GREER and RICE: [laugh]
VALLAS: And we’ll have on a smart person to do it with us.
VALLAS: That’s kind of the structure of the show, which is very, very cool.
GREER: Yeah, it’s really the structure to all of our things we do.
VALLAS: Like, let’s find a smart person that knows something about this, and let’s work with those people, like that. Yeah. [chuckles]
RICE: Yeah. Yeah, yeah. And this was really, it’s actually a test, you know?
RICE: Jeremie and I sat down. We’re like, OK, we have some things to say. We probably need to say them so that folks really get a sense of who we are, our voice. And it’s also why we start with our personal stories and experiences with these issues. It’s not even that we, no one is above them because this is the water that we swim in. And Racism Is Profitable is not just a catchy name, and it’s not something that we totally came up with. I mean, Toni Morrison has this great quote that’s from a country where, we live in a country where racism will disappear when it’s no longer profitable, no longer psychologically useful, and when it happens, it’ll be gone. And for me, that was just like, right, oh my gosh! I don’t have to bear the weight of all of these interpersonal racist attacks ‘cause it’s actually—
You know, sometimes I wonder. I sit around, and I’m just like, why? Why are people so racist? Like, what is this? Why is this useful? It’s actually work. It’s not like…. You have to uphold it. You have to put some work into it. And honestly, when I sat with this idea that it’s profitable, then it started to make much more sense that people are holding onto a real asset in white supremacy. People are protecting an economic position with racism. And then things started to fall into place. So, it’s that kind of story that we all have to deconstruct and reconstruct a new one. But these stories are deep.
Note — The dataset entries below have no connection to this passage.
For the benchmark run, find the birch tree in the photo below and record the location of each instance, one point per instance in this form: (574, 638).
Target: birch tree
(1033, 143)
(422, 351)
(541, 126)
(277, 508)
This idea that we all have to work, and we have to work ourselves to the bone in order to get by, that one, I don’t know. For me and for Jeremie, that was a definite like, if you are not working, what are you doing? [laughing] Like, you’re not doing anything! And if you’re not working really hard and twice as hard, probably, as your white colleague, good luck. Good luck. You’ll be, right? But my parents would be like, “You’re not coming back here, [laughs] so you better figure it out and do the work!” And it’s dangerous. That’s actually, this myth is actually physically and psychologically dangerous, and it’s harmful for our health in the long run.
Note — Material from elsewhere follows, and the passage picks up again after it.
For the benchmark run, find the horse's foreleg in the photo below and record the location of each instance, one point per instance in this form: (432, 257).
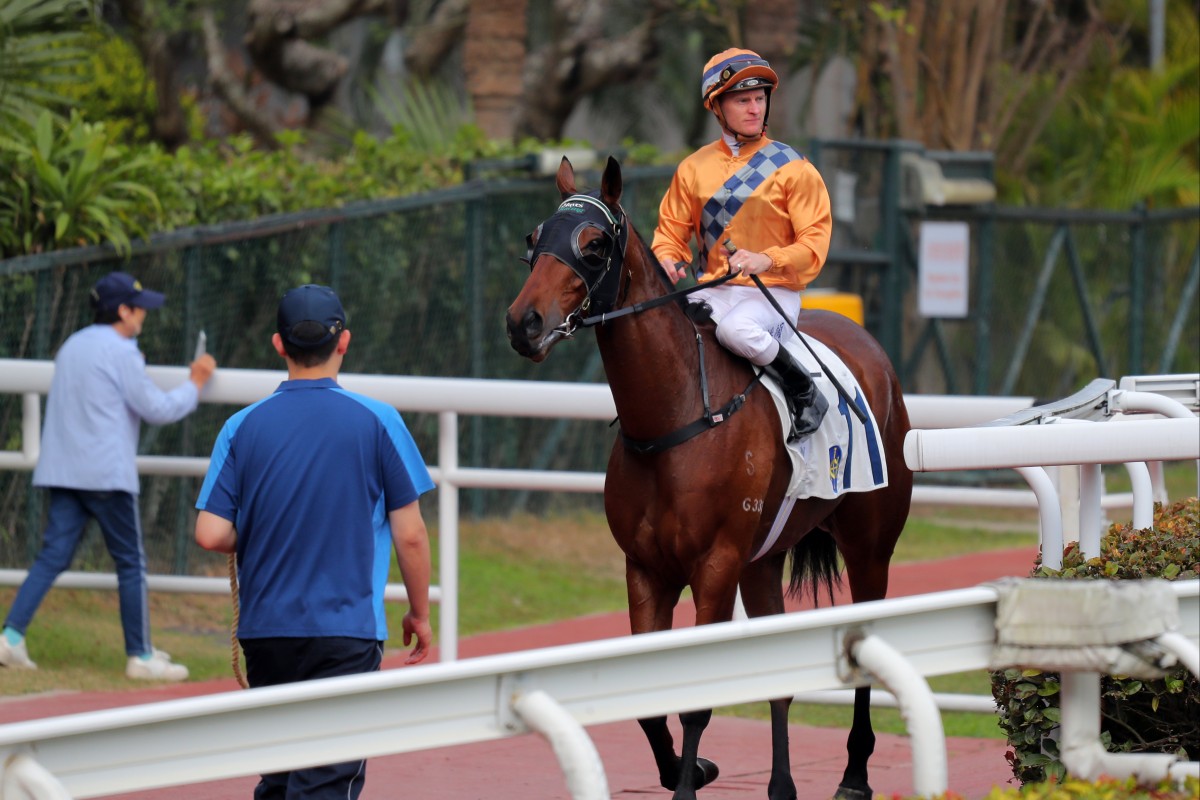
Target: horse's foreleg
(703, 771)
(859, 746)
(651, 606)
VALLAS: And that was your first episode. You guys came hot out of the gate with just a totally, totally incredible and really ambitious episode where you basically, you kind of like, it’s kind of like you shot for the king, right? It’s like, and then you can’t miss, right?
GREER and RICE: [chuckle]
VALLAS: And you didn’t. And you call the first episode Work and Your Worth. And you just go right for it, and you say, look, there’s this lie, quote, that we’re only valuable, “We Black people are only valuable and valued if we work hard and produce, produce, produce. It’s time to smash the illusion that keeps us building wealth for other people, when we deserve to build it for ourselves.” So, a little bit of a different way of going after, say, the racial wealth gap, right, and how think tanks with their buttoned-up sweaters like to talk about this stuff. But it’s, you know, you’re just going right at the heart of what ends up producing grind culture, and like you said, Solana, just really, really unhealthy choices that don’t feel like choices and are not really presented as choices for a lot of folks. Do you wanna say a little bit more about that episode? ‘Cause it feels like in so many ways that was sort of the topic sentence for a lot of what this podcast is doing and really, the cornerstone of what the Oppression Economy is all really constructed on.
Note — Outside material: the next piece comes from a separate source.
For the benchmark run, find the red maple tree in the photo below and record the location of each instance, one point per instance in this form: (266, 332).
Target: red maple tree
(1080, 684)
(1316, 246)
RICE: I mean, Lauren Jacobs is on that episode. Lauren is amazing with PowerSwitch Action. And if you don’t know them, Google [laughs] right now. And it’s a stance, this idea of you work is not your worth is actually a tough one for us all to wrap our heads around because it does fundamentally change the way we think about what we’re working for. And it goes right back to what you all were talking about in the podcast with work requirements. We’re trying to uplift these deeply embedded worldviews and notions that actually shape our material world. It’s not just like, “Oh, I just love this color dress, and that’s just what I’m going to wear.” It’s not like a whimsy. This is actually, it shapes the way we operate in the world.
And so, it does call to question what are we fighting for when we’re fighting for worker rights? What are we fighting for when we fight for worker voice? Are we fighting to build somebody else’s wealth at the end of the day? Are we fighting to have a little bit more ease? Are we fighting to change our economic relationship? I love that Erica Smiley of Jobs With Justice often talks about like, we are building worker voice and worker power to really change the dynamic between employer and employee and to actually shift power, [laughs] right? So that we’re not just at the whim. Yeah, Jeremie, you probably have quite a few gems from that episode too.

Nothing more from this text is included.